The two women spend an hour every Monday evening in a second-floor classroom at Front Range Community College in Fort Collins, cars whizzing by outside as they learn how to talk to children about feelings, plan learning activities, and handle meltdowns. They are among hundreds of students across Colorado taking advantage of a new state program that pays for two introductory early childhood courses — a stepping stone to teaching in the field.
The initiative, funded with $4 million in federal COVID aid, is part of a state effort to mint more early childhood teachers before the state’s universal preschool launch in 2023, and help the industry recover from staff shortages exacerbated by the pandemic. In addition to the free college classes, the state is funding apprenticeships, scholarships, training opportunities, mentoring programs, and translation and other support for people from underrepresented groups seeking early childhood careers.
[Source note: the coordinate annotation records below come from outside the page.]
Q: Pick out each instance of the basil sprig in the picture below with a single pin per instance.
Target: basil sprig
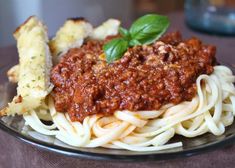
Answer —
(144, 30)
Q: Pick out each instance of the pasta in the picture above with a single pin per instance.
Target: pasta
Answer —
(211, 110)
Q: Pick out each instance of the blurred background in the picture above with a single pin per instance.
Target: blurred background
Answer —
(54, 12)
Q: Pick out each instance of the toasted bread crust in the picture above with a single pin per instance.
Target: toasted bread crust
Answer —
(33, 69)
(71, 34)
(13, 74)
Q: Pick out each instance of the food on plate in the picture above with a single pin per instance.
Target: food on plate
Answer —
(120, 88)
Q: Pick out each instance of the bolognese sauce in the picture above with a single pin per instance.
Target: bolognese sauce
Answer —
(145, 78)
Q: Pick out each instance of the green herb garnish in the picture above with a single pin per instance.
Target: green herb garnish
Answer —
(144, 30)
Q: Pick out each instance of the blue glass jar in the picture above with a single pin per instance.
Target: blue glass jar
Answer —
(211, 16)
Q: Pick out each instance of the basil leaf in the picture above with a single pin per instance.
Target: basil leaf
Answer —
(134, 42)
(149, 28)
(115, 49)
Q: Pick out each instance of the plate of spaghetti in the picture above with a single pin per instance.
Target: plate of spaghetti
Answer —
(108, 92)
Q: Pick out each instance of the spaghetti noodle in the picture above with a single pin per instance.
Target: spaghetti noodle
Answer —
(211, 110)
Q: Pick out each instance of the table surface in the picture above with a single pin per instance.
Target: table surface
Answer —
(16, 154)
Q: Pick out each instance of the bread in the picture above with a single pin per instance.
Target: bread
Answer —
(71, 34)
(34, 67)
(13, 74)
(108, 28)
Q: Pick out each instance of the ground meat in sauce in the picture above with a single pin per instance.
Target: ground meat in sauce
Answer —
(145, 78)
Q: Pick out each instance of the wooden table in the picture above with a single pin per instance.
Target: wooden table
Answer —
(16, 154)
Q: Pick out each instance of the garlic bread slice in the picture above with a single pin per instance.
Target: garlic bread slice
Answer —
(34, 67)
(71, 34)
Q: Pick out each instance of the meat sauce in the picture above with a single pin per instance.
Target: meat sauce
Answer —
(145, 78)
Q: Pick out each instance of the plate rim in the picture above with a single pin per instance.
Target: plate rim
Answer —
(114, 157)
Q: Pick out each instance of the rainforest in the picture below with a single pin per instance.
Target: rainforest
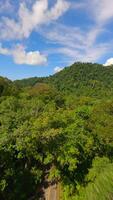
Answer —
(57, 131)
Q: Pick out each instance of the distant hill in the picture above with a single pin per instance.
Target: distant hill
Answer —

The need for new preschool and child care teachers in Colorado is formidable. State officials estimate that more than 2,000 people — 10% of the workforce — left the field during the last two years. They hope to add back more than 1,000 workers by June.
Melanie Gilbertson, who teaches the Monday night class, believes the free coursework has been instrumental in helping students earn qualifications they might not otherwise have been able to afford.
“You don’t make a lot of money in this field,” she said. “And so to ask somebody to go spend $6,000 on a couple of college courses just doesn’t seem right when they’re going to turn around and only make $15 an hour.”